Compaction time $=\text{(read + write)} \times \text{Number of memory access} \\= 2 \times 4\times 10^{-9}\times 2^{25}  \\= 8 \times 0.033554432 = 0.268435456 = 263.4 \;\text{ms}$

Comments

i think its 2×4×10^(−9)×2^30

this happens when u blindly copy paste the answer without reading the question carefully from stackoverflow
 

Answer 2

This is what I think the logic should be.

For compaction, we need to read and write every addressable unit once. How?

First consideration: Since it says random distribution and says ‘many’ holes and ‘many’ data. I am assuming equal number of holes and data segments.
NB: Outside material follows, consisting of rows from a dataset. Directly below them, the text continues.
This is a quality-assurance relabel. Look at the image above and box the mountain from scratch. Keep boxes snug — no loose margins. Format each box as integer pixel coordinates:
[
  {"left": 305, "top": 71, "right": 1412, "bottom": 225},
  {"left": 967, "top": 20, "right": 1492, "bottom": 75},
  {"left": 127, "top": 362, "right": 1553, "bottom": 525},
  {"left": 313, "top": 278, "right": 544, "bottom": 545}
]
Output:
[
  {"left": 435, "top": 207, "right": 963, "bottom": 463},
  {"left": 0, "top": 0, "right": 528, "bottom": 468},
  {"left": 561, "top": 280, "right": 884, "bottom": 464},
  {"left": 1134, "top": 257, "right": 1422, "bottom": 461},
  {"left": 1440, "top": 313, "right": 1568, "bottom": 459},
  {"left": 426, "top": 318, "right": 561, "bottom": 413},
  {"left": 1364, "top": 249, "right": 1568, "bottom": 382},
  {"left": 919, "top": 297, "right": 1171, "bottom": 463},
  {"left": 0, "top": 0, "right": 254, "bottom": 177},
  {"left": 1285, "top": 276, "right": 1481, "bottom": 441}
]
So we can maintain 2 pointers, the first pointer will point to the hole from LHS and the second pointer will search for data from RHS to be swapped with this newly found hole. So by the time, we have found both the hole and data, we would have completed 2 READ operations. Similarly, we need swap to data and hole content, hence 2 writes. And this will happen for each memory address.

And hence we can say compaction time=(read time+write time) * number of addressable memory units

= (4+4) * $2^{30}$ ns

Please comment down if you think the solution is wrong.